Eosinophil responses during COVID-19 infections and coronavirus vaccination

Abstract

Eosinophils are circulating and tissue-resident leukocytes that have potent proinflammatory effects in a number of diseases. Recently, eosinophils have been shown to have various other functions, including immunoregulation and antiviral activity. Eosinophil levels vary dramatically in a number of clinical settings, especially following eosinophil-targeted therapy, which is now available to selectively deplete these cells. There are key coronavirus disease 2019 (COVID-19)-related questions concerning eosinophils whose answers affect recommended prevention and care. First, do patients with eosinophilia-associated diseases have an altered course of COVID-19? Second, do patients with eosinopenia (now intentionally induced by biological drugs) have unique COVID-19 susceptibility and/or disease course? This is a particularly relevant question because eosinopenia is associated with acute respiratory deterioration during infection with the severe acute respiratory syndrome coronavirus 2, the causative agent of COVID-19. Third, do eosinophils contribute to the lung pathology induced during COVID-19 and will they contribute to immunopotentiation potentially associated with emerging COVID-19 vaccines? Herein, we address these timely questions and project considerations during the emerging COVID-19 pandemic.

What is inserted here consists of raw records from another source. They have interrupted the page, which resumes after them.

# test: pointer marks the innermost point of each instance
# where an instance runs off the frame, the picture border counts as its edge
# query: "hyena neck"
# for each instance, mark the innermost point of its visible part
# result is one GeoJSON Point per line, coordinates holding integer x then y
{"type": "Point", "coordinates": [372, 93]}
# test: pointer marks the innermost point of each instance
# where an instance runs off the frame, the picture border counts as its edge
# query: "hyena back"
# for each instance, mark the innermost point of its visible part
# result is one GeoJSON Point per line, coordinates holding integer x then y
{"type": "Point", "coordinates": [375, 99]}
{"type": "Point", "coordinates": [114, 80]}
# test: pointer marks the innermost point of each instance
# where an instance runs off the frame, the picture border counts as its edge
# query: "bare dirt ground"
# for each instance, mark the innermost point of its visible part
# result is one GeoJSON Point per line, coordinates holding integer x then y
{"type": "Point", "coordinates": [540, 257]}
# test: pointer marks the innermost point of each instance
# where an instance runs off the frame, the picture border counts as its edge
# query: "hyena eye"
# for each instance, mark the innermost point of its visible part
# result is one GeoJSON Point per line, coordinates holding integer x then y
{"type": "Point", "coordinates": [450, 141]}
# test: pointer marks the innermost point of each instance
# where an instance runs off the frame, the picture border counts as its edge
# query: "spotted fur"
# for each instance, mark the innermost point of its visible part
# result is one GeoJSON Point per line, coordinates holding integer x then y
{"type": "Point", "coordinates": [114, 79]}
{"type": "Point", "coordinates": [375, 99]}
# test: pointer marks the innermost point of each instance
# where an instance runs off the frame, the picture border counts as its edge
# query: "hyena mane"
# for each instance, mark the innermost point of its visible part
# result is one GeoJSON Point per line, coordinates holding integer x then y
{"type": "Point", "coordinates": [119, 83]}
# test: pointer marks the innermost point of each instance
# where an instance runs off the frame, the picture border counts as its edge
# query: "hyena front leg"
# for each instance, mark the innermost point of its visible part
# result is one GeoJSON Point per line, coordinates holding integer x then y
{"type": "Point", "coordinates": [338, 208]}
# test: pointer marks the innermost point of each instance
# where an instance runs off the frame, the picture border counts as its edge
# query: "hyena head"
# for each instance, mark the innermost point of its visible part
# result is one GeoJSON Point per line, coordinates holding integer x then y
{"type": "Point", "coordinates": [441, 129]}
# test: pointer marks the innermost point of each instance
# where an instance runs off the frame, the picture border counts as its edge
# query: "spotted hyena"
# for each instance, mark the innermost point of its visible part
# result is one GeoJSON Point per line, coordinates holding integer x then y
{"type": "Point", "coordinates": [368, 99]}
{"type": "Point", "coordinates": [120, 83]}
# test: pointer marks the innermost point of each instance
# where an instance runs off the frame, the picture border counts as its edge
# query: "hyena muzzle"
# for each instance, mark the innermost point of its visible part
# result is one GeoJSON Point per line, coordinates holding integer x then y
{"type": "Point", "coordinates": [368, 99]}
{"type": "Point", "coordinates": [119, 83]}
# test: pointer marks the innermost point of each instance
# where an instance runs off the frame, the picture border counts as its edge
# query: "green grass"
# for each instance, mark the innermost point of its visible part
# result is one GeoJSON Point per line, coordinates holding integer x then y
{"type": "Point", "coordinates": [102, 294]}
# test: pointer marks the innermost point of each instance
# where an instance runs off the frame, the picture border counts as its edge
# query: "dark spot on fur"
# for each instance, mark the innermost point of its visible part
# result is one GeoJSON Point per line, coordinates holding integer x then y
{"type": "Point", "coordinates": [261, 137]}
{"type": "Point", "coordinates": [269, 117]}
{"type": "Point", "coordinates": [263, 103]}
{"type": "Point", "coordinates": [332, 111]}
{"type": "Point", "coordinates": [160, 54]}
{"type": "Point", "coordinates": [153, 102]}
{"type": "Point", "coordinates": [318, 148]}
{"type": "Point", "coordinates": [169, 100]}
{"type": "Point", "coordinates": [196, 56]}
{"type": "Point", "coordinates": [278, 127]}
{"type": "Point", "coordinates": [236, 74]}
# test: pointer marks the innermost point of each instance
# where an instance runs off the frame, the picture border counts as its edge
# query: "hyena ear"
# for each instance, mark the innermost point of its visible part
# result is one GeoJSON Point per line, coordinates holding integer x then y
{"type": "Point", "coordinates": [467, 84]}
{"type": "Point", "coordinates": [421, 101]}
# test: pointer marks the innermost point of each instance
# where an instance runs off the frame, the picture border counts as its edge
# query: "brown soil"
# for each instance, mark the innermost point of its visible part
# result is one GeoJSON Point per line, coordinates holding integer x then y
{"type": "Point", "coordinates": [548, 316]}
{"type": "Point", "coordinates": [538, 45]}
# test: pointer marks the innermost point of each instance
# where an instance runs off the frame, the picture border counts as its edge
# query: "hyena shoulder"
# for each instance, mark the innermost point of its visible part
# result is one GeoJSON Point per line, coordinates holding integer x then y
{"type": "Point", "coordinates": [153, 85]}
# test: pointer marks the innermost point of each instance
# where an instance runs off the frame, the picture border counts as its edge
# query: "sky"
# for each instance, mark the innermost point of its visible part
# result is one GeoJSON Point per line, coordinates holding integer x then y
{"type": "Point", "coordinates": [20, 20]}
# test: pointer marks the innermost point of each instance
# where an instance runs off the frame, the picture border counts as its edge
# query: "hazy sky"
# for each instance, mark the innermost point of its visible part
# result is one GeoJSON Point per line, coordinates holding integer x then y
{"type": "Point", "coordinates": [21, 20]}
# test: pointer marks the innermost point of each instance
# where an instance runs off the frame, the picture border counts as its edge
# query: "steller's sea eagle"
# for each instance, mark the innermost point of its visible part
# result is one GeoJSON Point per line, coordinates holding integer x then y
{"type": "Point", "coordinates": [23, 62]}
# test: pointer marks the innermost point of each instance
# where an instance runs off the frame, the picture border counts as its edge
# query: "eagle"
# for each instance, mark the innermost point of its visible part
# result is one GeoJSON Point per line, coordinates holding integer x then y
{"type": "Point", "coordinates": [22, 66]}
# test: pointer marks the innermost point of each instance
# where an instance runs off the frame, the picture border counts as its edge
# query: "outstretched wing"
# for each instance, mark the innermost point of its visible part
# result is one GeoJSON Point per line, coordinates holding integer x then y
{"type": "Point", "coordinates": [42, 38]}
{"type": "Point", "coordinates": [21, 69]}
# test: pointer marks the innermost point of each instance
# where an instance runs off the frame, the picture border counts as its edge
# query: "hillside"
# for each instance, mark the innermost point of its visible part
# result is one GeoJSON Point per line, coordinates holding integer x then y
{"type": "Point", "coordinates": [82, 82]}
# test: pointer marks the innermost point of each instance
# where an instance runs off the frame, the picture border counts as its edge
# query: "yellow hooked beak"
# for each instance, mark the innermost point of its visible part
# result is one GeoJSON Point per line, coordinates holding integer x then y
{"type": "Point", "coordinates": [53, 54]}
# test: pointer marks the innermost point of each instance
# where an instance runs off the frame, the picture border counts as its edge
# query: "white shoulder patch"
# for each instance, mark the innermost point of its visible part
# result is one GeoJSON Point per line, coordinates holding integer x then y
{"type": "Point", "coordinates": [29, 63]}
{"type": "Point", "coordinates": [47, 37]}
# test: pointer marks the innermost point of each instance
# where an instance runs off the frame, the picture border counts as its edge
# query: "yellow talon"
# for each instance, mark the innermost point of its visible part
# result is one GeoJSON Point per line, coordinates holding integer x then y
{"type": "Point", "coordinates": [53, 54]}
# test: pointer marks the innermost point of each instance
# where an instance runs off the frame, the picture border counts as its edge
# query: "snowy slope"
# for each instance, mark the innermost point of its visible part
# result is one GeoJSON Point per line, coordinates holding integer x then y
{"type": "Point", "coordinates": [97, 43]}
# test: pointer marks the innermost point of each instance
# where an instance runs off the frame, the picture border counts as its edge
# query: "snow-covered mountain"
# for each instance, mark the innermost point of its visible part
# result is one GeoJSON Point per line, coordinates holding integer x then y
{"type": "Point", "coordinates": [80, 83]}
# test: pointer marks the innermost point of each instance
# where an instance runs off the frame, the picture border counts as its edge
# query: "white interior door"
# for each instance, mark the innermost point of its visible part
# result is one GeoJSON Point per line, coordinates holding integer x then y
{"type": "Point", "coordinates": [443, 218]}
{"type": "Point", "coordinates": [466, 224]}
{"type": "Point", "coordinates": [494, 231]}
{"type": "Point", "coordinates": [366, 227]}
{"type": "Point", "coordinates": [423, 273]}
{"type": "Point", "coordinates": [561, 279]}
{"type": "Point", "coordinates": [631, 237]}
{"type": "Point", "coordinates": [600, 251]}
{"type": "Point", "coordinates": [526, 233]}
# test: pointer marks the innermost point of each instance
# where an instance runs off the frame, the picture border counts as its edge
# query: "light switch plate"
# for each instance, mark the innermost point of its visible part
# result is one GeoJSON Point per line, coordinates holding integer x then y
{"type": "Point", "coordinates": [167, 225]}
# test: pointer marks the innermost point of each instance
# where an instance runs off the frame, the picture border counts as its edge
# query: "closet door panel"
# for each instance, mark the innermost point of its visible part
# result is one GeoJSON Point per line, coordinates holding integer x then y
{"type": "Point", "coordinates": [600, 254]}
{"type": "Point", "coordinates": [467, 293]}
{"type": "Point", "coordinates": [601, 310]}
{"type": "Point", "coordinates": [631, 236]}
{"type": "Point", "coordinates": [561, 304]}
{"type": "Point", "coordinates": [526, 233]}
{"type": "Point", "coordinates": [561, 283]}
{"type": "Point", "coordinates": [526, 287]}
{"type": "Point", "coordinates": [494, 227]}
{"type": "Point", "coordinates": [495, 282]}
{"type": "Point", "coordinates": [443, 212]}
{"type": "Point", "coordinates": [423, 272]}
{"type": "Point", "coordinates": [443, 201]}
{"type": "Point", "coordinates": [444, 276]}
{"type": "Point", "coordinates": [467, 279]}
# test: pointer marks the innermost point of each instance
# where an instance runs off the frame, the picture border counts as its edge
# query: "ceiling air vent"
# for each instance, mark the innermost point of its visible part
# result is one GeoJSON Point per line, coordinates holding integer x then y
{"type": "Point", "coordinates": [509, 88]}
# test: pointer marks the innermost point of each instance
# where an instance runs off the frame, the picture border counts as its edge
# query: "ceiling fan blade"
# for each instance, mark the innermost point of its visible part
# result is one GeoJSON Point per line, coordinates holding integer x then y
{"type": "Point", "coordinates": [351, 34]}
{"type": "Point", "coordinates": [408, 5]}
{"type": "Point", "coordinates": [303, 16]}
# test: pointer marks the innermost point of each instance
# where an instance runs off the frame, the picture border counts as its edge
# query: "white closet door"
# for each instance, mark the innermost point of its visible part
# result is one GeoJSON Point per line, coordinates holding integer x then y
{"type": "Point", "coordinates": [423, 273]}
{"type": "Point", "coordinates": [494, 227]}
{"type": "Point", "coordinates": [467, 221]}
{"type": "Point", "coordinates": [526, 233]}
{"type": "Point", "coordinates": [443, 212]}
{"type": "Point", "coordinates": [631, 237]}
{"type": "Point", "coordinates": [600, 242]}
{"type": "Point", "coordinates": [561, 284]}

Keywords: COVID-19; Coronavirus; SARS; eosinophils; immunopathology; immunopotentiation; vaccines.

Fig 1

SARS-CoV immunity. The structural proteins of the SARS-CoV viral particle are shown and putative T_H1- vs T_H2-mediated immune responses detailed. The Spike (S) glycoprotein mediates binding of the virus to the angiotensin-converting enzyme-2 protein and subsequent fusion/entry into host cells. Sera from convalescing patients have revealed that anti–nucleocapsid protein and anti–S protein antibodies predominate the humoral immune response to SARS-CoV-1 but that only anti–S protein antibodies (especially those targeting the receptor-binding domain region) are neutralizing and protective. Beneficial antiviral responses appear to be linked to T_H1-skewed immunity, whereas T_H2 immunopotentiation in multiple animal model systems is associated with vaccination-enhanced disease, leading to pulmonary eosinophilia. To date, these potentially adverse consequences have been observed only in animal model systems following virus challenge with certain vaccine formulations (see Table I). Various SARS-CoV-2 vaccine candidates are currently under development (see box), which should be scrutinized for safety before widespread deployment. CTL, Cytotoxic T lymphocyte; ssRNA, single-stranded RNA.